Standardised Testing

Test scores cannot be directly compared or combined on the basis of raw scores alone. It is not meaningful to compare or add together raw scores from tests of a different type, of different length, of different time-limit or of different difficulty. On the other hand, standardised scores are suitable for this purpose, and adding together standardised scores ensures that the tests all have equal weight.
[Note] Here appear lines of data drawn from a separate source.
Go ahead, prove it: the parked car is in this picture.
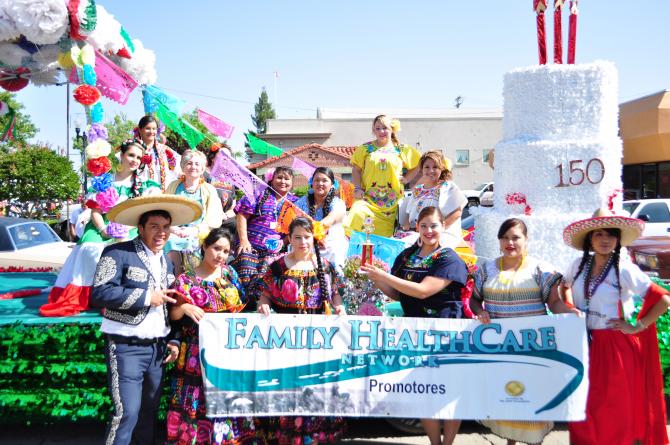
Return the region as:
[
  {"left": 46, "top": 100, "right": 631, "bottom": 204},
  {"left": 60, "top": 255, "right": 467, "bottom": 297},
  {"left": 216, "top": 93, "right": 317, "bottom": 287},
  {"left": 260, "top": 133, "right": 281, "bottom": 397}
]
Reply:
[
  {"left": 628, "top": 236, "right": 670, "bottom": 281},
  {"left": 463, "top": 182, "right": 493, "bottom": 206},
  {"left": 623, "top": 199, "right": 670, "bottom": 236},
  {"left": 0, "top": 216, "right": 74, "bottom": 268}
]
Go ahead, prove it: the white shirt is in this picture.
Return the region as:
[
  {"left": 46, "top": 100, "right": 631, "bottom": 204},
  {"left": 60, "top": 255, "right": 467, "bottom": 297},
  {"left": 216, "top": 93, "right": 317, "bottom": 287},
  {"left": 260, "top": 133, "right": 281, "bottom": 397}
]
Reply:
[
  {"left": 100, "top": 242, "right": 170, "bottom": 338},
  {"left": 563, "top": 258, "right": 651, "bottom": 329}
]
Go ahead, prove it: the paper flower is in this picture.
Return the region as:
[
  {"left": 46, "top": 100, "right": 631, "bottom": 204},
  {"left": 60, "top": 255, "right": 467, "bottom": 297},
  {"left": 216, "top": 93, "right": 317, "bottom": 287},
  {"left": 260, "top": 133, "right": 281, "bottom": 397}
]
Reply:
[
  {"left": 91, "top": 173, "right": 114, "bottom": 192},
  {"left": 91, "top": 102, "right": 105, "bottom": 124},
  {"left": 86, "top": 156, "right": 112, "bottom": 176},
  {"left": 0, "top": 42, "right": 30, "bottom": 68},
  {"left": 11, "top": 0, "right": 70, "bottom": 45},
  {"left": 87, "top": 123, "right": 109, "bottom": 142},
  {"left": 72, "top": 85, "right": 100, "bottom": 106},
  {"left": 92, "top": 185, "right": 119, "bottom": 213},
  {"left": 0, "top": 1, "right": 21, "bottom": 41},
  {"left": 86, "top": 138, "right": 112, "bottom": 159},
  {"left": 106, "top": 222, "right": 128, "bottom": 239},
  {"left": 281, "top": 279, "right": 298, "bottom": 303},
  {"left": 0, "top": 67, "right": 30, "bottom": 92},
  {"left": 188, "top": 286, "right": 207, "bottom": 307}
]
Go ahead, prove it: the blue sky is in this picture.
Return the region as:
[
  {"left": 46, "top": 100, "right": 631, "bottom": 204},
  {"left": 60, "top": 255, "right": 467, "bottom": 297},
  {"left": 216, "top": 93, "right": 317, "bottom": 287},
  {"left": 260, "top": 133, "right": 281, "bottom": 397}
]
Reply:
[{"left": 11, "top": 0, "right": 670, "bottom": 165}]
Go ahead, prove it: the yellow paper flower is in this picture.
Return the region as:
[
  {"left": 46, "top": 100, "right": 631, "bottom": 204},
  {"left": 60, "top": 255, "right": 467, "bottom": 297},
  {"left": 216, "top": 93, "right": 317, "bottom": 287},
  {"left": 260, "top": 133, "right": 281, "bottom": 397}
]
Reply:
[
  {"left": 58, "top": 51, "right": 74, "bottom": 70},
  {"left": 313, "top": 221, "right": 326, "bottom": 241},
  {"left": 391, "top": 119, "right": 400, "bottom": 134},
  {"left": 86, "top": 139, "right": 112, "bottom": 159}
]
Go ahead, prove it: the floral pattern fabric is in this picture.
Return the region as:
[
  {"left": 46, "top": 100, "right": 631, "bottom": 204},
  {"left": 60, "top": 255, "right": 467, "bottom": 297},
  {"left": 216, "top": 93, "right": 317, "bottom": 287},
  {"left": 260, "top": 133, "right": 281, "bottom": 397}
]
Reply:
[{"left": 167, "top": 267, "right": 265, "bottom": 445}]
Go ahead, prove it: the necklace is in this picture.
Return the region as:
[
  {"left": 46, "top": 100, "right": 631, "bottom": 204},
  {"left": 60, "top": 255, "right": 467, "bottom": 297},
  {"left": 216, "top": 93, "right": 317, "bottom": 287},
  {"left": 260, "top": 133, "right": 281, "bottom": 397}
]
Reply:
[{"left": 498, "top": 256, "right": 526, "bottom": 284}]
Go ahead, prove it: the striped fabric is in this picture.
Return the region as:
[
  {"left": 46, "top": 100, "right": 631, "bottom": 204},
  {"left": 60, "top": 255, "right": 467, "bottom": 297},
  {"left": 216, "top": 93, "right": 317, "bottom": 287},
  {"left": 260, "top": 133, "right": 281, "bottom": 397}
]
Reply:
[{"left": 472, "top": 258, "right": 561, "bottom": 318}]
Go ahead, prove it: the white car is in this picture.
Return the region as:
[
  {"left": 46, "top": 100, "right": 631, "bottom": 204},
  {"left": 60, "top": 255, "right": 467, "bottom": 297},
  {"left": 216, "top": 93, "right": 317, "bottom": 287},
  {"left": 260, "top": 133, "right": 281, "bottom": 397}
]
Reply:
[
  {"left": 462, "top": 182, "right": 493, "bottom": 206},
  {"left": 623, "top": 199, "right": 670, "bottom": 236},
  {"left": 0, "top": 217, "right": 74, "bottom": 269}
]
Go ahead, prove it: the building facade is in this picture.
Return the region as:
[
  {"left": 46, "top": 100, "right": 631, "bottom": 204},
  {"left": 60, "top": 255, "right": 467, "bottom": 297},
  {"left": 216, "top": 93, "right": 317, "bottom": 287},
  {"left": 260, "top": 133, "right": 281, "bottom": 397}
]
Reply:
[
  {"left": 250, "top": 109, "right": 502, "bottom": 189},
  {"left": 619, "top": 90, "right": 670, "bottom": 199}
]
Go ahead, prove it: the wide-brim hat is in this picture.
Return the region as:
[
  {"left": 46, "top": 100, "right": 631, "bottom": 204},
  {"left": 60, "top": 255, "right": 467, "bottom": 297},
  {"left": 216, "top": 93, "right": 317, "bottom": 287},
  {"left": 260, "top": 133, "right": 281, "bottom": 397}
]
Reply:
[
  {"left": 107, "top": 195, "right": 203, "bottom": 226},
  {"left": 563, "top": 209, "right": 644, "bottom": 250}
]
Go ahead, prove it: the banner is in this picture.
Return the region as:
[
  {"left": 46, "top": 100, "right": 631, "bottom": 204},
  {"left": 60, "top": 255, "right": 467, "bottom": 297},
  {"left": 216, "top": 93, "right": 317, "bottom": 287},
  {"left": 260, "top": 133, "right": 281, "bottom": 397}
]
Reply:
[
  {"left": 200, "top": 314, "right": 588, "bottom": 421},
  {"left": 210, "top": 150, "right": 267, "bottom": 205},
  {"left": 244, "top": 133, "right": 284, "bottom": 156},
  {"left": 198, "top": 108, "right": 235, "bottom": 139}
]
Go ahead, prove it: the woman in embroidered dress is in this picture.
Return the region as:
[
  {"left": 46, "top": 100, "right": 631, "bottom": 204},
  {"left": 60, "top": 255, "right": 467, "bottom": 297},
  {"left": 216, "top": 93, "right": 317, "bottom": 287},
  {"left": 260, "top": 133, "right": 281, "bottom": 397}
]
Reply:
[
  {"left": 233, "top": 167, "right": 298, "bottom": 286},
  {"left": 40, "top": 141, "right": 159, "bottom": 317},
  {"left": 361, "top": 207, "right": 468, "bottom": 445},
  {"left": 137, "top": 115, "right": 181, "bottom": 192},
  {"left": 296, "top": 167, "right": 349, "bottom": 270},
  {"left": 470, "top": 218, "right": 576, "bottom": 445},
  {"left": 165, "top": 150, "right": 223, "bottom": 273},
  {"left": 204, "top": 143, "right": 237, "bottom": 238},
  {"left": 167, "top": 228, "right": 263, "bottom": 445},
  {"left": 250, "top": 217, "right": 345, "bottom": 445},
  {"left": 344, "top": 114, "right": 421, "bottom": 237},
  {"left": 563, "top": 209, "right": 670, "bottom": 445},
  {"left": 399, "top": 151, "right": 468, "bottom": 248}
]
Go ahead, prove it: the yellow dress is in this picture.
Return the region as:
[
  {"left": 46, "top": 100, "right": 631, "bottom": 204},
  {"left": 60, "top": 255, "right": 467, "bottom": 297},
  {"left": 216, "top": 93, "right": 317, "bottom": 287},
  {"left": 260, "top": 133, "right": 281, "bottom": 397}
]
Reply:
[{"left": 344, "top": 142, "right": 421, "bottom": 237}]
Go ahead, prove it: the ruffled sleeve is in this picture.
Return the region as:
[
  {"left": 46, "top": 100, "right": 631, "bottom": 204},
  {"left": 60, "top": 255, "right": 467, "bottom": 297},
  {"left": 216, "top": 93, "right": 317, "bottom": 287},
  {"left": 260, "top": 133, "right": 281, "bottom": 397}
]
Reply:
[
  {"left": 439, "top": 182, "right": 468, "bottom": 216},
  {"left": 471, "top": 261, "right": 489, "bottom": 302},
  {"left": 619, "top": 260, "right": 651, "bottom": 297},
  {"left": 351, "top": 145, "right": 368, "bottom": 170},
  {"left": 428, "top": 248, "right": 468, "bottom": 286},
  {"left": 400, "top": 145, "right": 421, "bottom": 170},
  {"left": 533, "top": 261, "right": 563, "bottom": 302}
]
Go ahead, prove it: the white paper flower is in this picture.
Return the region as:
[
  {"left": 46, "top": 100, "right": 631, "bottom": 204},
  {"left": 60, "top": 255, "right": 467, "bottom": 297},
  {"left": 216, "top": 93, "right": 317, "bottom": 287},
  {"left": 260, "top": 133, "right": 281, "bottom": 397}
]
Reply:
[
  {"left": 87, "top": 5, "right": 125, "bottom": 54},
  {"left": 30, "top": 68, "right": 65, "bottom": 87},
  {"left": 9, "top": 0, "right": 69, "bottom": 45},
  {"left": 0, "top": 43, "right": 30, "bottom": 68},
  {"left": 0, "top": 0, "right": 21, "bottom": 41},
  {"left": 114, "top": 39, "right": 158, "bottom": 85},
  {"left": 86, "top": 139, "right": 112, "bottom": 159}
]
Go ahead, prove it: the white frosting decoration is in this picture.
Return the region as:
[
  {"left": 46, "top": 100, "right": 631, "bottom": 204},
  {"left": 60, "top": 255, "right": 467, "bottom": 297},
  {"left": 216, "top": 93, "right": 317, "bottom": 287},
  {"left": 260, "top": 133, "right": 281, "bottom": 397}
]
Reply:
[
  {"left": 504, "top": 61, "right": 619, "bottom": 140},
  {"left": 472, "top": 61, "right": 622, "bottom": 271}
]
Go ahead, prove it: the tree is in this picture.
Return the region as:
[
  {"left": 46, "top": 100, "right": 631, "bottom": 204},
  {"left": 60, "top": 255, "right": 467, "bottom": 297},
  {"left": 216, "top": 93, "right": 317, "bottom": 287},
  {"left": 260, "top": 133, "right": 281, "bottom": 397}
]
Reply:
[
  {"left": 0, "top": 146, "right": 79, "bottom": 218},
  {"left": 0, "top": 91, "right": 37, "bottom": 152},
  {"left": 251, "top": 87, "right": 277, "bottom": 134},
  {"left": 163, "top": 110, "right": 219, "bottom": 154}
]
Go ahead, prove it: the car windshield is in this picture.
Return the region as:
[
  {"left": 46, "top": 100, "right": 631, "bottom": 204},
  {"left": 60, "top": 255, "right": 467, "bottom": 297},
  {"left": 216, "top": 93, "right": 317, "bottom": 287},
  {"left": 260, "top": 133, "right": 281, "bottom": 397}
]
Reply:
[
  {"left": 8, "top": 222, "right": 60, "bottom": 249},
  {"left": 623, "top": 201, "right": 640, "bottom": 215}
]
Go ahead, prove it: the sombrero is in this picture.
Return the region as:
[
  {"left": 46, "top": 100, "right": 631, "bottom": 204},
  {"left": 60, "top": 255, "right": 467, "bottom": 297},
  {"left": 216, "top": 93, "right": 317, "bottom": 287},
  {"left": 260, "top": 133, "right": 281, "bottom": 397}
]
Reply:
[
  {"left": 563, "top": 208, "right": 644, "bottom": 250},
  {"left": 107, "top": 195, "right": 202, "bottom": 226}
]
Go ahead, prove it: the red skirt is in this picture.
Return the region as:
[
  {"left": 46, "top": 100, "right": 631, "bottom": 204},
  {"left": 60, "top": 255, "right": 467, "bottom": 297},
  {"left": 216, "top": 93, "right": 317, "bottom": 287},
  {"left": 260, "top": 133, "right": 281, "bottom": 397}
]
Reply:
[{"left": 569, "top": 329, "right": 663, "bottom": 445}]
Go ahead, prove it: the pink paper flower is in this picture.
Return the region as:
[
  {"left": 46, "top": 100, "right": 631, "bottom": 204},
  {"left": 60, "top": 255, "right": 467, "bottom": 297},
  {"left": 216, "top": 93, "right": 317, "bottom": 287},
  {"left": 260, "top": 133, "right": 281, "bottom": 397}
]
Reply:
[
  {"left": 281, "top": 279, "right": 298, "bottom": 303},
  {"left": 95, "top": 187, "right": 119, "bottom": 213}
]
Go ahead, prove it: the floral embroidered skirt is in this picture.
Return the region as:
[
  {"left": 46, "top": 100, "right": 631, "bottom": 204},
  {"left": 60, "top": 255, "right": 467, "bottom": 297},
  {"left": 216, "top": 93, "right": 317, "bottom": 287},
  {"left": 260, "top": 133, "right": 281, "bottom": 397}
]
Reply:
[{"left": 166, "top": 325, "right": 265, "bottom": 445}]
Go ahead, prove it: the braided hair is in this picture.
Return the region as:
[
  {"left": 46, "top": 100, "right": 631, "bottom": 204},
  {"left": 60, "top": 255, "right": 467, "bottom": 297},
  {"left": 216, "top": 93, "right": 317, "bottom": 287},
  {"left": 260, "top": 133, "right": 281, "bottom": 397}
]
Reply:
[
  {"left": 307, "top": 167, "right": 335, "bottom": 219},
  {"left": 391, "top": 206, "right": 444, "bottom": 277},
  {"left": 119, "top": 140, "right": 144, "bottom": 198},
  {"left": 573, "top": 229, "right": 621, "bottom": 290},
  {"left": 288, "top": 217, "right": 331, "bottom": 308},
  {"left": 254, "top": 166, "right": 295, "bottom": 216}
]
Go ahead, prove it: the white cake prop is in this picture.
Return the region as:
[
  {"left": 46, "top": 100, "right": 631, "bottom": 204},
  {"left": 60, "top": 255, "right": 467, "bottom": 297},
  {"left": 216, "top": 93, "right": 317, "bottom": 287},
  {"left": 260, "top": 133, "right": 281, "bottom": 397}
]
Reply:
[{"left": 472, "top": 61, "right": 622, "bottom": 270}]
Usually, tests are standardised so that the average standardised score automatically comes out as 100, irrespective of the difficulty of the test, and so it is easy to see whether a pupil is above or below the average. The measure of the spread of scores is called the "standard deviation", and this is usually set to 15 for educational attainment and ability tests. This means that, for example, irrespective of the difficulty of the test, about 68 per cent of the pupils in the national sample will have a standardised score within 15 points of the average (between 85 and 115) and about 96 per cent will have a standardised score within two standard deviations (30 points) of the average (between 70 and 130). These examples come from a frequency distribution known as "the normal distribution", which is shown in the figure below. Published standardised scores usually range from 70 to 140 or from 69 to 141.

If no age allowance were to be applied to the standardised scores, then the equation for converting raw scores to standardised scores is:

S = 15(b – a)/sd + 100

where S is the pupil’s standardised score, b is the pupil’s raw score, a is the average raw score of all the pupils, and sd is the standard deviation of the raw scores.

As an example, take a test of 80 questions. After the test has been administered and marked, the average (or ‘mean’) raw score, and standard deviation of these raw scores, are computed. The average score is 45 and the standard deviation is 12.5. For a pupil with a raw score of 55, the standardised score will be:

S = 15 x (55 – 45)/12.5 + 100 = 112

However, in order to allow for the differing ages of the pupils as accurately and as fairly as possible across the complete score range, the age-standardised scores are calculated in a much more statistically complex way, although the effect is similar to computing sets of scores using the above equation for pupils of the same age (to the nearest month).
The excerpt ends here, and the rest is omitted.